Used to drive me nuts other people's dogs running up. My dog wouldn't have gone up and attacked another dog but she did not appreciate a strange dog running up to me. She was OK with young puppies. She seemed to know they meant no harm. I used to get really annoyed when my dog was by my side and some unknown dog would be tearing towards me with its owner saying "it's alright, he's harmless". My response invariably being "she's not". Cue my dog standing between their dog and me, doing her very best werewolf impersonation. They then look at me like I've done something wrong when my dog has not left my side. 
I was very glad of that protective streak one night when I had sent a cab to collect my daughter from my parents' house. There is a scarcely used car park out back and a fenced off shared garden area which is not well lit. The cab pulled up. I went downstairs to pay them, my dog beside me. I was headed towards the cab when my dog ran off barking and snarling. There was a man hiding round the dark corner of the garden area. Neither my daughter nor I saw him. My dog drove him out, snapping at him whenever he took a step that was not towards the gate. He got in to a car and drove off at speed. He did not and does not live here and I cannot come up with any innocent motives for hiding in a dark corner of a garden which is not yours in the middle of the night. I suspect I owe that little dog of mine more than I know. 
I miss her.


----------



## BMo1979 (Feb 13, 2012)

Please don't let your pup run up to other dogs without owners' permission. Not only is it very inconsiderate but also potentially dangerous for your pup and it would be mainly your fault if harm came to him. 
There might be various reasons for owners not allowing on lead contact, the main one probably being meeting on a lead is not natural and doesn't give the dog(s) enough space.
My reasons apart from this are that Trigger is dominant towards other un-neutered males and is apprehensive of "gobby" small dogs. Due to constant bad experiences with small white dogs, they especially are a red cloth. He also really likes his personal space and doesn't appreciate it to be invaded without his permission (not even Storm is allowed to). That doesn't make him unsociable though, it's normal for a lot of dogs. He doesn't attack and I would never let it get to the point where he feels the need to, but in these days even a vocal telling off seems to be too much for some dog owners, lol.
Storm on the other hand is absolutely friendly towards other dogs, but she needs to learn that during our walks our "pack" (i.e. whatever human is walking her) is more important than other dogs. But she also has a very dominant posture (hackles, high head and curled up tail) when she first meets dogs she doesn't know. I think this could get her into trouble if she meets a dog with similar dominant attitude (although she seems to know which dogs she can do it with).
Now with that in mind, can you imagine my annoyance when some random dog (don't care if it's a puppy, adult or old dog) comes running up and undermines all the effort we have put in?


----------



## annsimpson1 (Mar 23, 2008)

well I'm sorry if you don't like it, my park is a small local park where every other dog is off the lead and I'm certainly not going to keep mine on a lead when all the others are free. We have gotten to know most of the regulars and we all allow the dogs to run and play I and the other local owners do a couple of circuits of the path around the park and its a nice place to meet, chat and sit down. My dog comes back when he's called which is more than some do and I feel the opposite that if you have an unsociable animal then you should find a less occupied place to walk it. The right to freedom works both ways.


----------



## Kare (Mar 9, 2010)

annsimpson1 said:


> well I'm sorry if you don't like it, my park is a small local park where every other dog is off the lead and I'm certainly not going to keep mine on a lead when all the others are free. We have gotten to know most of the regulars and we all allow the dogs to run and play I and the other local owners do a couple of circuits of the path around the park and its a nice place to meet, chat and sit down. My dog comes back when he's called which is more than some do and I feel the opposite that if you have an unsociable animal then you should find a less occupied place to walk it. The right to freedom works both ways.

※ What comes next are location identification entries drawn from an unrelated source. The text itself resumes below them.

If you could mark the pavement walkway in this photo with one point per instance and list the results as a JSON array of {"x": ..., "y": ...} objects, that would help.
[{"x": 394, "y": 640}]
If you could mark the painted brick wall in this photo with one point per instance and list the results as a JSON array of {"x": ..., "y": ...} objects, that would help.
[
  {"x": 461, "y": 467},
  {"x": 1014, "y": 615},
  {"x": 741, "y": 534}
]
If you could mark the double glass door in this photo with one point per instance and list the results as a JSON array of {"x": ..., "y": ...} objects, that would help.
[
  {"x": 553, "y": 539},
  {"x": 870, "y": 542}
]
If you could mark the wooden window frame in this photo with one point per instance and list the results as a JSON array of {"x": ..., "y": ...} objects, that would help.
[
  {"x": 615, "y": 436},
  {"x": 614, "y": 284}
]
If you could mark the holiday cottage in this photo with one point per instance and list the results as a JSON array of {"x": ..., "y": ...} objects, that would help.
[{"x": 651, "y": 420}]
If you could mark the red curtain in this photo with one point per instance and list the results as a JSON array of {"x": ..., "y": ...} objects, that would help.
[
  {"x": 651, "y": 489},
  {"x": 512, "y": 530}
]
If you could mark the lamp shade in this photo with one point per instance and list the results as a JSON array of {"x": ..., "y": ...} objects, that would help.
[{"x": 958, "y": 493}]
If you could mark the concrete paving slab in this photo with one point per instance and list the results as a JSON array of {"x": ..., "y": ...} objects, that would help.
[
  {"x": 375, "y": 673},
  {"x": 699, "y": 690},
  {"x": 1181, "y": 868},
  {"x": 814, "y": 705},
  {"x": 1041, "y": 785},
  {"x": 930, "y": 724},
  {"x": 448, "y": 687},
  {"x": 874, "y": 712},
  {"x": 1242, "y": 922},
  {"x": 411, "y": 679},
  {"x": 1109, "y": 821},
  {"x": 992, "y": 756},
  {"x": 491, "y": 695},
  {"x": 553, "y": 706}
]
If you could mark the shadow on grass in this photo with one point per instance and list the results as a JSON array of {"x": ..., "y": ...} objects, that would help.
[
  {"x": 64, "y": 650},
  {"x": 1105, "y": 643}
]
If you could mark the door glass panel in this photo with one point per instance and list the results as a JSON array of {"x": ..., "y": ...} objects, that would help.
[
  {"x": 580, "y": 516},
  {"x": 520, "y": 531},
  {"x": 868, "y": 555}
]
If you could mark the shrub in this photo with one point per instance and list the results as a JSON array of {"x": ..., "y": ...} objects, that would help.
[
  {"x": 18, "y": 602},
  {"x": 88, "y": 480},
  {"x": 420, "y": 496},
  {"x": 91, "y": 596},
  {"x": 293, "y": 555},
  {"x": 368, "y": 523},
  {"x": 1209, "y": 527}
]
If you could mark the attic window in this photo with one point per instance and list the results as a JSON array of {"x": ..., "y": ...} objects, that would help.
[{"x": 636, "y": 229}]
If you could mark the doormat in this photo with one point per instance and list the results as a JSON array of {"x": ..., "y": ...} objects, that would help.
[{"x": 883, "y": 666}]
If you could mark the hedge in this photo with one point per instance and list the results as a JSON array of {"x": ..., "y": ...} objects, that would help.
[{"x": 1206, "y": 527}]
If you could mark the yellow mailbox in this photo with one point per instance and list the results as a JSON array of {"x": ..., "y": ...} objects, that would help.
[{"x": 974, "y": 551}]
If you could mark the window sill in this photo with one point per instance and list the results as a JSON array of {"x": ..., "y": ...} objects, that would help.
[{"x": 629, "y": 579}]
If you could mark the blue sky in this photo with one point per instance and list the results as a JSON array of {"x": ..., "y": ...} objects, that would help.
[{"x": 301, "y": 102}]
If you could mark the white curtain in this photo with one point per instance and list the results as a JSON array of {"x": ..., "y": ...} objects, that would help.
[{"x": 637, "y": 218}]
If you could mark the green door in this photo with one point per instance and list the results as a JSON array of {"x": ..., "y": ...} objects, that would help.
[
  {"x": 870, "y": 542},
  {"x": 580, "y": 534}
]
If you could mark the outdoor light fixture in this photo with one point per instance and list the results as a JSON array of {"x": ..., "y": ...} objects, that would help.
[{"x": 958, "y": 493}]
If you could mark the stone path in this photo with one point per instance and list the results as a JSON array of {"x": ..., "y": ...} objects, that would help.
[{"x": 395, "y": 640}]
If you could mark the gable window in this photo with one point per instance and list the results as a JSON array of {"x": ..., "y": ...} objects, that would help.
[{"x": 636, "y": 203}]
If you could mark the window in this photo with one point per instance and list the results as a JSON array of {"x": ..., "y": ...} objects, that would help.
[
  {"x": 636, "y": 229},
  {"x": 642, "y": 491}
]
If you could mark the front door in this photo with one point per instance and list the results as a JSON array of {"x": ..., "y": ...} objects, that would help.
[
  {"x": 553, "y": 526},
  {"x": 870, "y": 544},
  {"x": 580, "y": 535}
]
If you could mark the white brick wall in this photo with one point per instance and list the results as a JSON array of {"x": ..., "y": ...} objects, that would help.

I have to admit to walking a middle ground here. With both dogs off lead then as long as the dog can be recalled if the owner yelled out BEFORE it reached their dog or can be stopped from going to another dog you do not like the "feel" of (not just looks of the dog, but the way they walk and the subtle clues the owner has that they feel anxious their dog will react) then all is good in my view. Personally my rule is My dogs do not and will not greet any dogs on a lead (unless a close friend, flexi leads are a pain IMO as sometimes I cannot see the dog is on a lead) However if your dog is off lead it should be capable of being social at least for a quick sniff. Equally I would not be chuffed with a dog approaching my on lead dogs, but not really make a thing of it. TBH here I cannot recall it really happening. A lot of people seem to want their on lead dog to meet my on lead dog when walking in town or somewhere. I normally strike up a conversation at a distance longer than the length of just one of the leads, where both dogs would have had to walk forward for them to meet, then if they choose to they can, if only one chooses to then they could not.

I also think that dogs that will attempt to do serious harm to another dog should be muzzled, even if on lead. The punishment of death or serious injury, to a dog whose only real sin is having an owner that cannot train it properly, is too high.

I think there is a lot of ground in knowing what is acceptable for certain areas, I too live somewhere where the norm is that dogs meet each other. They are afterall social creatures. There are places people walk where this is not the norm, normally the smaller local parks, but generally dogs off lead are free to meet other dogs off lead. I do think if you have a dog reactive dog you should feel limited as to where you can go, for example some woods and fields here have many many blind corners and you could not reasonably expect other dog owners to see you coming with your onlead reactive dog, so really would be in the wrong in my opinion to think it right to be there. Sometimes dogs with issues will be restrictive, that is why people put the effort they do into making dogs well balanced and socialising. 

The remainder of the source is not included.